Even before the outbreak, businesses were booming online, with sales more than doubling between 2016 and 2018, despite serving less than 10% of customers.
For at least a decade the triumph of e-commerce was just a theory. Well, this past February, online sales narrowly beat general merchandise stores, including department stores, warehouse clubs and malls. If we talk about purchases such as houses, cars and ready meals, traditional commerce still surpasses online, but this is changing rapidly, and after the coronavirus online commerce will run. Access or completely online experiences to buy cars, and even classifieds and virtual tours of houses will move massively online.
Urbanization
The tendency to concentrate in large cities could undergo a decisive reversal. In life after the coronavirus, new patterns of suburbanization will emerge, and perhaps the idea of “social distancing” will inspire that of “urban distancing.” Small-town living will be more attractive when goods and cultural offerings once available only in big cities are made readily available online or with same-day delivery.
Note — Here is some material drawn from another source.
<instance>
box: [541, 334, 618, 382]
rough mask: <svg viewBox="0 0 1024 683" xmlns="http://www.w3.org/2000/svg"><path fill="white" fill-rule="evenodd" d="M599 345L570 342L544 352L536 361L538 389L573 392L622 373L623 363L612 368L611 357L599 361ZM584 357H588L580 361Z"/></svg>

Add the fear of dense populations and infections and you will understand that COVID-19 will accelerate the dissipation of urban areas.
the Institutions
Around the world, local, state and federal governments are implementing emergency measures never seen before in peacetime. Mayors and governors have declared states of emergency and closed bars, gyms and parks, placing limits on the number of people who can gather. Yet these same leaders are also relaxing long-standing rules, at least temporarily. Today in Italy the degree in medicine has already become qualifying. To finish a school year, a minimum attendance limit of 200 days is no longer necessary. The AIFA, notoriously cautious about approving drug trials, has now almost instantly allowed a new protocol for a drug that combats the symptoms of the coronavirus.
It's just an example. If past is prologue, governments at all levels will be slow to relinquish the power they are currently wielding, but the weight of public opinion and examples from our working, cultural and commercial lives could prove an effective counterweight.
Life after the coronavirus
Hypotheses and timing about the end of this nightmare are whispered in many quarters. At least in its acute phase. In Italy we imagine a bit of respite from June, in the USA Trump has predicted that the crisis will pass in July.
Actually the Coronavirus probably it will change the next few decades much as the 11/2008 attacks and the 20 financial crisis have changed the last XNUMX years. Life after the coronavirus will be a life "produced" by the coronavirus.
Looking back at the cultural, economic and political responses to those events, it is difficult to say that the world reacted wisely. The wars in Afghanistan and Iraq, the redemption of finance and banks despite the subprime disaster. As a society, rather than coming together, we have become increasingly polarized and distrustful of public and private institutions. Those dynamics, however predictable, have only made things worse.
This time we are on a different threshold. We are more tired and more distrustful than ever. Some part of us knows deep down that a strong response to the pandemic ultimately relies more on our actions as individuals than on the action of world leaders.
However, the most optimistic scenario is the one that leads to the future that we have been imagining for 30 years. The dream of a world where we will all be able to participate more fully, express ourselves more convincingly and live as and where we want.
Ironically, the switch will be forced by a global pandemic. A crisis that many (in my opinion not wrongly) they are comparing it to the Spanish flu epidemic of 1918, one of the defining events of the 20th century.
Today, life after the coronavirus, after all its death toll, could evoke the future we haven't been able to build before.